A proposta defende que a mudança seja feita de forma progressiva…
Essa forma progressiva é a que melhor se encaixa na negociação coletiva. E negociação coletiva já existe no Brasil, já existe no mundo inteiro exatamente para fazer de maneira progressiva.
Aqueles setores que podem fazer vão fazer, vão reduzir o que acham tolerável, e as partes são assistidas pelos seus sindicatos e vão também se inteirando daquilo que é viável e daquilo que é inviável.
Então, é uma maneira inteligente de fazer, (de forma) progressiva, certamente, que é mais ajustada a aquilo que é o padrão mundial de redução de jornada.
Mas pressupõe um aumento de produtividade.
Um aumento de 18% (do custo da folha salarial), teoricamente só poderia ser realizado se você tivesse um aumento de 18% de produtividade.
Esse número é impensável no campo da produtividade, que aumenta meio por cento, 1%, 2%. Além do mais, o Brasil está com a produtividade muito baixa, muito aquém de outros países, e isso tem sido uma constante.

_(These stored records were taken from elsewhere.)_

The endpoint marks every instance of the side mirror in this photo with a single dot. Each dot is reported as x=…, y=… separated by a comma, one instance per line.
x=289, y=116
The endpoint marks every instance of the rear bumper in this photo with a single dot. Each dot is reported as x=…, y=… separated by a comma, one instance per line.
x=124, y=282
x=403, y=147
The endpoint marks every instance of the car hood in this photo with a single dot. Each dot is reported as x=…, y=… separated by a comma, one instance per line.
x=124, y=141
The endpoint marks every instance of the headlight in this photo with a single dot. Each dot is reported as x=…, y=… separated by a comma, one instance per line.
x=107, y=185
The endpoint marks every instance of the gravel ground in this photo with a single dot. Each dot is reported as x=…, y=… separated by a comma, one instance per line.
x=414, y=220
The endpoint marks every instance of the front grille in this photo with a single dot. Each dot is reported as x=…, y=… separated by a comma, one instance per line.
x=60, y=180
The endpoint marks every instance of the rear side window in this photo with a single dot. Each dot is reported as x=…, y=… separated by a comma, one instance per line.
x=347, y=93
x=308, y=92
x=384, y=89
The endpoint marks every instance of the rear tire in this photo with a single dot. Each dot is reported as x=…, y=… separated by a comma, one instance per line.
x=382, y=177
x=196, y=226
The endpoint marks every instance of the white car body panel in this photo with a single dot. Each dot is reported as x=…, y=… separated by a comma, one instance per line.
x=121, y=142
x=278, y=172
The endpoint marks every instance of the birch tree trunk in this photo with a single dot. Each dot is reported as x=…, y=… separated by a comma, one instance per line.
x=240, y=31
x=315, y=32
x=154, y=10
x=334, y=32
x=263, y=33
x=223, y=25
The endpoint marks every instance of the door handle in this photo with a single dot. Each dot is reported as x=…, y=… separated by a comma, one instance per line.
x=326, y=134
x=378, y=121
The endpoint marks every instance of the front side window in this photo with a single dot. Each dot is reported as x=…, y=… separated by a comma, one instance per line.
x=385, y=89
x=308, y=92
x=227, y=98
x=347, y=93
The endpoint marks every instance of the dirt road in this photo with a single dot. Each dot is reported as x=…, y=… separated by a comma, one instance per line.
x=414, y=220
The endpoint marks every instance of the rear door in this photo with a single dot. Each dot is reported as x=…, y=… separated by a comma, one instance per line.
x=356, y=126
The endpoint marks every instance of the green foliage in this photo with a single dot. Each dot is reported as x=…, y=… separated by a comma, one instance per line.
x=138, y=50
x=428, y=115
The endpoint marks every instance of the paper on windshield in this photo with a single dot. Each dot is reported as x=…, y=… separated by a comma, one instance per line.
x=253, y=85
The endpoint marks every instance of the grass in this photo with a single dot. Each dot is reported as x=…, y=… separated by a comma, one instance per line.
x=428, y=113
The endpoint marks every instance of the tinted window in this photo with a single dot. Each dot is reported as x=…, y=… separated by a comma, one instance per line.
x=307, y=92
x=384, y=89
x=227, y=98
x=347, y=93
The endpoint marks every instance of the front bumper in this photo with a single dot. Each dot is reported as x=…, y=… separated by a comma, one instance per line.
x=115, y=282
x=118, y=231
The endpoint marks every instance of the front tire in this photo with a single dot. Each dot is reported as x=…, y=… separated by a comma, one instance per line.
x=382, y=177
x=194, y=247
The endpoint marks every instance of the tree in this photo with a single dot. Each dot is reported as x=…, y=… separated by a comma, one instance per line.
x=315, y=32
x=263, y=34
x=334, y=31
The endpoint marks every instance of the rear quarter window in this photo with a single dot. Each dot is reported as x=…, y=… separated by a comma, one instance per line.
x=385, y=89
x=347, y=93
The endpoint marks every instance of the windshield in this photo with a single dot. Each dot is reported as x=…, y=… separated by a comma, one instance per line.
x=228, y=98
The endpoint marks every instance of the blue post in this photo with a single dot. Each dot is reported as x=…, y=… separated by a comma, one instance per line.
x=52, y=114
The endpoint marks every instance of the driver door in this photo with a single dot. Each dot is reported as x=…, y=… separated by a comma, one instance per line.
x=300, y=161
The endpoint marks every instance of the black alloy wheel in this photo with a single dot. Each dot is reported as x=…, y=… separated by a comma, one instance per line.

Se você pegar ao longo dos (últimos) 30 ou 40 anos, o Brasil não tem uma curva de produtividade, ele tem uma linha horizontal parada e que parece mais um eletrocardiograma de morto, não se mexe.
Não tem a menor possibilidade de falar que vamos compensar isso com ganhos de produtividade.
É uma pancada de aumento muito agressiva, de grande magnitude. Não tem condições de querer que a economia continue funcionando normalmente com a elevação do custo do trabalho dessa maneira.
Países que têm testado a jornada de quatro dias relatam ganho em produtividade.
Tem jornada de quatro dias, não tem nem dúvida. São países que fizeram isso através de negociação e pari passu com os ganhos de produtividade.
Por que está havendo um aumento de ações trabalhistas no país?
Isso voltou a ser um problema grave depois que a Justiça do Trabalho tomou algumas decisões contrárias à Reforma Trabalhista (aprovada no governo Michel Temer). Uma delas foi considerar a Justiça do Trabalho gratuita para todas as pessoas.
A lei trabalhista foi muito clara: é gratuita para quem ganha até R$ 3 mil por mês. Quem ganha mais que isso tem que comprovar que está com uma dificuldade econômica séria.
Mas Justiça do Trabalho resolveu adotar um “liberou geral”.
E isso é um convite para advogados inescrupulosos — porque há muito advogado sério no país —, que falam assim: “Opa, não tenho nada a perder, vou entrar com ação. Vou fazer 30 pedidos”.
Dá um trabalho enorme para o juiz e cria uma despesa enorme para o erário público. Então, a Justiça do Trabalho, de um modo geral, parece que ainda não está convencida de que a reforma trabalhista é uma lei e que o juiz tem que seguir essa lei.
Isso vai esvaziando a reforma?
Exatamente. Tem vários outros fatores, eu citei um. Há vários outros solapando a reforma. Esses juízes estão inconformados com a lei e prolatam sentenças que são contra a lei e às vezes até contra a Constituição.
Mas são em benefício do trabalhador? Qual a motivação?
A motivação é ajudar o trabalhador, mas no fim das contas acaba prejudicando, porque quando o juiz prolata uma sentença dentro do bom espírito humanista, humanitário, de ajudar o trabalhador, precisa entender que a economia vai reagir em relação a essa sentença.
E essa reação pode ser no sentido de ajudar o trabalhador, mas pode ser no sentido de prejudicá-lo.
Por exemplo, quando se prolata sentenças uma atrás da outra, como está acontecendo agora, e que são contra aquilo que está na lei, os agentes econômicos se sentem inseguros, desnorteados e retraem os investimentos, retraindo os empregos, e isso prejudica os trabalhadores.
As sutilezas que estão ocorrendo na conduta da Justiça do Trabalho estão enfraquecendo a Reforma Trabalhista.